Pesach: salta e sarai libero

di Rav Alfonso Arbib

La Torà dice di ricordare che Dio ci ha fatto uscire dall’Egitto con “mano forte”. Perché sottolineare la mano forte? Per capirlo dobbiamo far riferimento a un commento di Rashì (Shemòt 3, 11). È il momento in cui Dio incarica Moshè di andare a liberare il popolo ebraico. Moshè tenta in vari modi di rifiutare questa missione, dichiara sostanzialmente di essere inadeguato al compito. Ma dice anche qualcosa che non riguarda se stesso ma il popolo che deve essere liberato. Secondo Rashì, Moshè si chiede quali meriti abbia il popolo per cui sia degno di ottenere la liberazione dall’Egitto. L’uscita dall’Egitto è un miracolo straordinario (secondo il midràsh mai nessun schiavo è riuscito a liberarsi dalla schiavitù egizia) e i miracoli bisogna meritarseli. L’idea dell’inadeguatezza del popolo ebraico la troviamo anche in un altro midràsh riguardante l’apertura del Mar Rosso. Secondo il midràsh, quando Dio si accinge a salvare il popolo ebraico con l’apertura delle acque e a punire gli egiziani, il “Sar shel Mitzràim” (l’angelo che rappresenta in cielo l’Egitto) chiede se ciò che sta per succedere sia giusto. Dice che in realtà non c’è differenza tra ebrei ed egiziani perché sia gli ebrei che gli egiziani si sono macchiati della colpa dell’idolatria. L’angelo cita un verso in cui si dice che Dio venne a prendere “un popolo che stava in mezzo a un altro popolo”. Il verso non distingue tra i due popoli e li chiama allo stesso modo. Quindi perché preferire uno all’altro? Questi due midrashìm rappresentano bene l’atteggiamento dei profeti d’Israele e della tradizione ebraica in genere verso i difetti del popolo ebraico. C’è un’analisi puntigliosa, quasi spietata, di questi difetti. Si sottolinea continuamente le proprie colpe. Questo atteggiamento caratterizza i veri profeti. In un passo del profeta Geremia si riporta la profezia di quest’ultimo e quella di un falso profeta. Il falso profeta risulta paradossalmente molto più simpatico di Geremia perché sottolinea solo i pregi del suo popolo e prevede un futuro radioso. Questo atteggiamento della tradizione ebraica rappresenta la grande capacità del popolo ebraico di mettersi in discussione.

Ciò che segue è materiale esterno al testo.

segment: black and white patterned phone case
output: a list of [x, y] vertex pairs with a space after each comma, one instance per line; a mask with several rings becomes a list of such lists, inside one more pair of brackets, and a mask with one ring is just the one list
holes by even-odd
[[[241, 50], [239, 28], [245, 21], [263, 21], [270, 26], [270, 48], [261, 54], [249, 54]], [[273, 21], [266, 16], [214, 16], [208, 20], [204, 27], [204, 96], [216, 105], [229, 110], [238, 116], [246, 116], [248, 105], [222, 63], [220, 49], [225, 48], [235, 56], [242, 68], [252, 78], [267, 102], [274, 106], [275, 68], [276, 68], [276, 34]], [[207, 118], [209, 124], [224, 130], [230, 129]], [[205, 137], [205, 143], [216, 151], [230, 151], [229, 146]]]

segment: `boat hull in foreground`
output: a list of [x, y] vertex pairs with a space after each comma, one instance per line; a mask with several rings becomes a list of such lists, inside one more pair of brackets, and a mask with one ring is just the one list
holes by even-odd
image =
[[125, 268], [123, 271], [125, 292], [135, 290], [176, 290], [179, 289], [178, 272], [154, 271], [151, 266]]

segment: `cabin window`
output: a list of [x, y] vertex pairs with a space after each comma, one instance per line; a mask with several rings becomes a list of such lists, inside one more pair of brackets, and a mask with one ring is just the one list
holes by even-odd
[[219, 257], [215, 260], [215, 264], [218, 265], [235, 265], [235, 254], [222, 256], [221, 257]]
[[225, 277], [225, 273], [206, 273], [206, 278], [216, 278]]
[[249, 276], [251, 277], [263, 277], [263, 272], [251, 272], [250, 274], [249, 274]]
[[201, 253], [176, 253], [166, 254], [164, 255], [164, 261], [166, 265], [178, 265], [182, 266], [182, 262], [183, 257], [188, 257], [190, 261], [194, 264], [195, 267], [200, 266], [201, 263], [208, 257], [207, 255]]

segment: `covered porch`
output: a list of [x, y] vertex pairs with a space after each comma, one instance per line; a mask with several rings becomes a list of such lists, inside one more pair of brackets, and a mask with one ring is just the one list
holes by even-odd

Nonostante l’assenza di meriti però Dio ribadisce sia a Moshè che all’angelo che il popolo ebraico sarà liberato dall’Egitto. Perché? Un grande Maestro contemporaneo Rav Itzchak Hutner spiega che, per capire la liberazione dall’Egitto, dobbiamo capire il significato della parola Pèsach. Pèsach significa letteralmente “salto” e viene usata per indicare che l’angelo della morte salta le case degli ebrei quando colpisce i primogeniti egiziani. Ma secondo Rav Hutner ci sono vari salti nella liberazione dall’Egitto.

L’uscita dall’Egitto è un salto nel processo storico, non segue l’andamento normale della storia; ma è anche un salto da un altro punto di vista. Per poter liberare gli ebrei dall’Egitto, Dio decide di non guardare la loro situazione attuale e di fare un doppio salto, un salto all’indietro, ai patriarchi e al patto stipulato con essi.

Dio ricorda quel patto e i meriti dei padri. Il popolo ebraico in Egitto, pur essendo sceso secondo un famoso midràsh nelle 49 porte dell’impurità, ha mantenuto il rapporto con i patriarchi e con le proprie radici. Ma c’è anche un secondo salto. A Moshè Dio risponde che, quando farà uscire il popolo dall’Egitto, “serviranno Dio su questo monte”. È un chiaro riferimento al momento del Mattàn Torà, della rivelazione sul Sinai. Il secondo salto è verso il futuro, verso il momento straordinario in cui il popolo ebraico dirà “faremo e ascolteremo” sotto il Monte Sinai ed è questo il significato, secondo Rav Hutner, della “mano forte” che dobbiamo ricordare. La mano forte è la capacità di superare la situazione contingente collegandosi al passato e al futuro. Ricordare tutto ciò è anche un modello per la nostra identità. Dobbiamo essere capaci di recuperare il rapporto con le radici che ci proietti verso il futuro. Per fare questo ci vuole forza ma Pèsach è la dimostrazione che il popolo ebraico ha questa forza.